The study guide I have is ISA's Arborists' Certification Study Guide published in 1993. I'll get the Arboriculture book recommended; "Arboriculture: Integrated Management of Trees, Shrubs, and Vines" by Harris, Clark, and Matheny. To be safe I'll likely spend the 150.00 on the combo pack. Get the updated study guide, the BMPs, and the ANSI stuff.

I just don't want to go and take the test and have questions be from reading material I didn't have.

Anyone know the how the test is composed? I hear there's different sections and if you fail certain ones you can retake just those sections later. I know there's also a tree identification section of the test to identify trees from their leaves/twigs that are native to Wisconsin. Do they allow you to go early and practice looking at those specimens?


----------



## pdqdl (Oct 21, 2008)

Go to the ISA website and check out the certification information. It is careful to explain how all the questions you have asked will be answered.

Regarding tree ID's: I did not feel that the testing process was completely explained prior to testing, and I am sure that it may be handled in different ways at different locations or times of year.

I applied for the test, and received a list of trees to identify that would be considered "local" for my area, prior to the test so that I could study. At the test, photo's of leaves and trees were used. None of the tree ID's at my test were based on tricky pictures like twigs or buds. It was a very fair and representative test for trees in my area. If you couldn't ID the tree from the pictures, it was because you didn't know what tree it was.


----------



## treeseer (Oct 22, 2008)

WillyStDruid said:


> To be safe I'll likely spend the 150.00 on the combo pack. Get the updated study guide, the BMPs, and the ANSI stuff.


Another option would be to buy the entire set of 10 instructional cd's for $300. This is by far the most bang for the buck, and you can use them to get 60 or so ceu's, at least 2 years' worth!

http://www.isa-arbor.com/publications/CDDemos.aspx


----------



## WillyStDruid (Oct 25, 2008)

treeseer said:


> Another option would be to buy the entire set of 10 instructional cd's for $300. This is by far the most bang for the buck, and you can use them to get 60 or so ceu's, at least 2 years' worth!
> 
> http://www.isa-arbor.com/publications/CDDemos.aspx



I've looked over that cd package and yes, if the content on those cds covers the test information, you're correct. Based on ISA's Certification Application Handbook at: 

http://www.isa-arbor.com/certification/resources/certapp.pdf

I'll need the study guide plus whatever additional listed references are listed in the study guide. There's 22 additional reading references!!  
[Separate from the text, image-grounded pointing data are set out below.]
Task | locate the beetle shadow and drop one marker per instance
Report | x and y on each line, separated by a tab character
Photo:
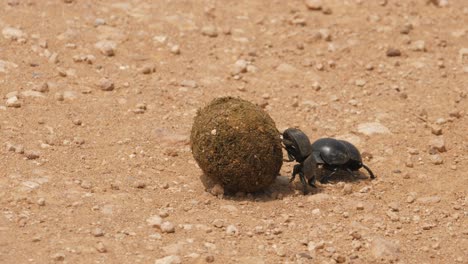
343	176
278	190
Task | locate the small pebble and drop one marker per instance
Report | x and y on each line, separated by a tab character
436	130
154	221
58	257
232	230
106	84
392	52
313	4
41	202
436	159
360	206
100	247
437	145
13	102
106	47
97	232
347	189
172	259
175	49
31	154
210	31
419	45
167	227
148	69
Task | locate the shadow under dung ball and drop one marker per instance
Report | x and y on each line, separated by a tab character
236	144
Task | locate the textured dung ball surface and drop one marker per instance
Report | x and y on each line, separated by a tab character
236	144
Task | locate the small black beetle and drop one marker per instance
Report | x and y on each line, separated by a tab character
335	154
298	146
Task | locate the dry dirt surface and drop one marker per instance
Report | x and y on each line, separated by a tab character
98	100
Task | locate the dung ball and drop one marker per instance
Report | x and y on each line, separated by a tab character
236	144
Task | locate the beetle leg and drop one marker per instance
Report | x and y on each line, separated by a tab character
304	185
297	169
311	182
351	173
325	179
368	170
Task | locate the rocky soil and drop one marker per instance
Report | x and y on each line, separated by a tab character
97	100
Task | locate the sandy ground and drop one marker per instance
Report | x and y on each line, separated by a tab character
97	104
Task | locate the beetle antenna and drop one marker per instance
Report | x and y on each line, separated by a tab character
368	170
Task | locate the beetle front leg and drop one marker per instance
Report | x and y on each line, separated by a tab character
296	170
304	184
325	179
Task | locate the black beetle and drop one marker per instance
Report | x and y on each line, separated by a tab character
334	154
298	146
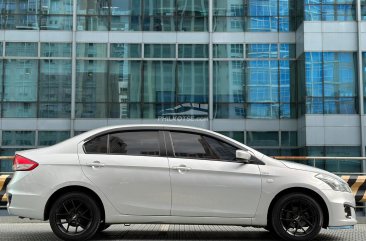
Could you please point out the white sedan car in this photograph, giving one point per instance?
(174, 175)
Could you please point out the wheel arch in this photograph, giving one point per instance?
(306, 191)
(69, 189)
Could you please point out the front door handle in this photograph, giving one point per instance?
(182, 169)
(95, 164)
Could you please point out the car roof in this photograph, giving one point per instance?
(99, 131)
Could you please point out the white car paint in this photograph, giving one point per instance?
(159, 190)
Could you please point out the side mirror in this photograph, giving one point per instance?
(243, 156)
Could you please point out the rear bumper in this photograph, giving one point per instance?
(341, 209)
(25, 205)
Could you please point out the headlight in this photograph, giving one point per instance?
(335, 183)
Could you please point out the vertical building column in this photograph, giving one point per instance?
(210, 64)
(73, 69)
(360, 80)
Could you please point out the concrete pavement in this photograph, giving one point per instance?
(12, 228)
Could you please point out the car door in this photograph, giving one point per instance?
(131, 169)
(207, 182)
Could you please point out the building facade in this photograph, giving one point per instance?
(287, 77)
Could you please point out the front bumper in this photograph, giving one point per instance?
(341, 208)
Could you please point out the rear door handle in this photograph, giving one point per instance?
(181, 169)
(95, 164)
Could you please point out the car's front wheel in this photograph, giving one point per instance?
(297, 216)
(75, 216)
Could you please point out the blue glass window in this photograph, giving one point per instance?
(330, 10)
(363, 9)
(331, 83)
(314, 74)
(262, 51)
(262, 81)
(21, 49)
(18, 138)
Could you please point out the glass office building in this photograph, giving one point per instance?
(287, 77)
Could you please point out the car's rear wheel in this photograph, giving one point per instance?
(297, 216)
(75, 216)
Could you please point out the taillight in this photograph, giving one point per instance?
(21, 163)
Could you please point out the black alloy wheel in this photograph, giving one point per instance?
(297, 216)
(75, 216)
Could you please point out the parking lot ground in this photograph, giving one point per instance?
(13, 228)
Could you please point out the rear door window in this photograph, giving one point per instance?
(142, 143)
(98, 145)
(191, 145)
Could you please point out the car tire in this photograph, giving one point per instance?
(75, 216)
(102, 227)
(297, 217)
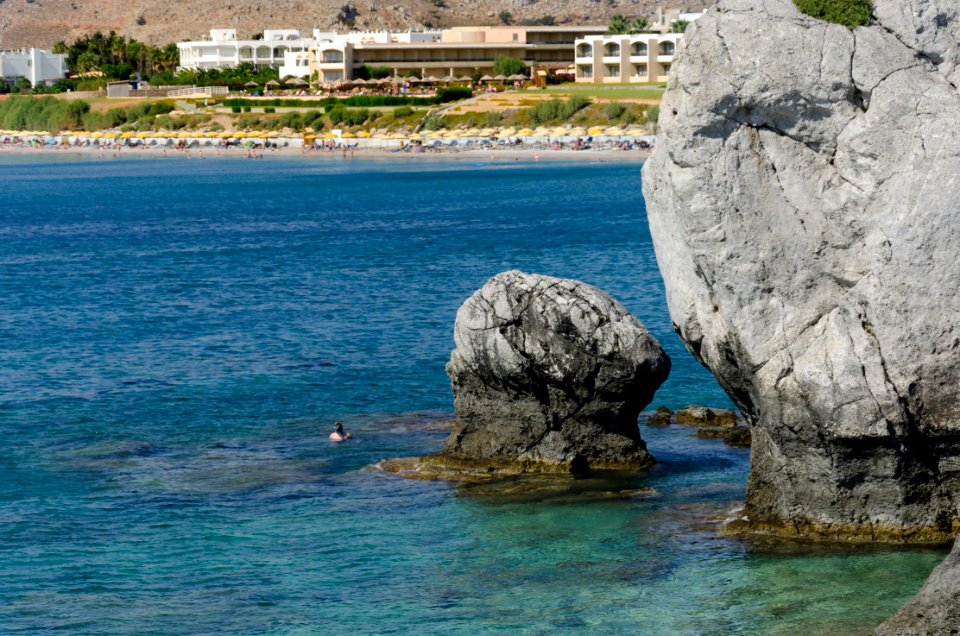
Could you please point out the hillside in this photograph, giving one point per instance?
(43, 22)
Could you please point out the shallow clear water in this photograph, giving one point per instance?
(177, 337)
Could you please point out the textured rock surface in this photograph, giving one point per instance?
(803, 200)
(935, 610)
(549, 375)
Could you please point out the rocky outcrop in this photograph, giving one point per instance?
(935, 610)
(549, 375)
(803, 203)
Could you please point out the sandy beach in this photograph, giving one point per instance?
(486, 153)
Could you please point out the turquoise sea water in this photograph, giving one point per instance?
(177, 336)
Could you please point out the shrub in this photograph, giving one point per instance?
(453, 94)
(434, 122)
(614, 110)
(505, 65)
(849, 13)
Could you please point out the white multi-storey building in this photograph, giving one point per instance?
(634, 58)
(280, 48)
(224, 50)
(297, 63)
(40, 66)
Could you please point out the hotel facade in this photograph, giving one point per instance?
(332, 57)
(460, 51)
(635, 58)
(40, 66)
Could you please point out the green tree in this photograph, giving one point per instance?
(618, 25)
(849, 13)
(505, 65)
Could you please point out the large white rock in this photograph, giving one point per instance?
(804, 199)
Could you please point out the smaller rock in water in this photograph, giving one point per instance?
(738, 436)
(549, 375)
(660, 417)
(936, 607)
(706, 416)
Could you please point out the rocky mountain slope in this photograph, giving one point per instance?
(43, 22)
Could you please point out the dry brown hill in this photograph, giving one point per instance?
(43, 22)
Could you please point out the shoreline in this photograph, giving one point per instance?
(492, 154)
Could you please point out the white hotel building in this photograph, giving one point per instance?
(283, 49)
(634, 58)
(40, 66)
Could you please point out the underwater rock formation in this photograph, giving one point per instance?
(803, 200)
(549, 375)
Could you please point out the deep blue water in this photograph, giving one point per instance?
(176, 337)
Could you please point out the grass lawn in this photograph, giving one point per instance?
(609, 91)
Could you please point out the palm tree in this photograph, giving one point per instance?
(638, 25)
(618, 25)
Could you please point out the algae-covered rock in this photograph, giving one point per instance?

So perhaps the set of cds, the study guide package with the ansi and bmps, and that big Arboriculture will cover everything? In an attempt to not be pennywise and pound foolish, I'll likely do this.

I'm hoping that someone who has actually taken and passed the certification can shed some light on a practical and modestly priced list of reading materials.


----------



## Mike Cantolina (Oct 28, 2008)

WillyStDruid said:


> I'm hoping that someone who has actually taken and passed the certification can shed some light on a practical and modestly priced list of reading materials.



If you know the newer study guide inside and out, you will pass the test.

"Arboriculture" goes into a lot more detail on all of the domains.

I had to retake the identification part and thought going in that it was my strongest area. It is definitely a different test in different geographic areas though.

I would also recommend a study cd for any subject you feel you might be weak in.

Mike


----------



## Adkpk (Oct 28, 2008)

I talked to the ISA today and I am going to take the test with only the use of the study guide. Whatever area I fail in I will take again after studying from the specific study cd. Not saying I wouldn't want to buy quite a few of the books in the ISA catalog as I am sure I will at some point but for now I just want to take the test. If I fail with flying colors, well then I'll have to go back to cutting lawns.


----------



## WillyStDruid (Oct 29, 2008)

Thanks everyone for the info and advice. I'm ordering up the study guide and bmp pack and the cd set tomorrow and plan on hitting the study table for a couple of hours every night until the test in two weeks. Yes, the tree identification has me the most intimidated, especially if the specimens turn out to be a few twigs and no leaves or a ton of different spruces, a larche, a fir, and some pines, lol. I'll post in a few weeks and let you all know how it goes.


----------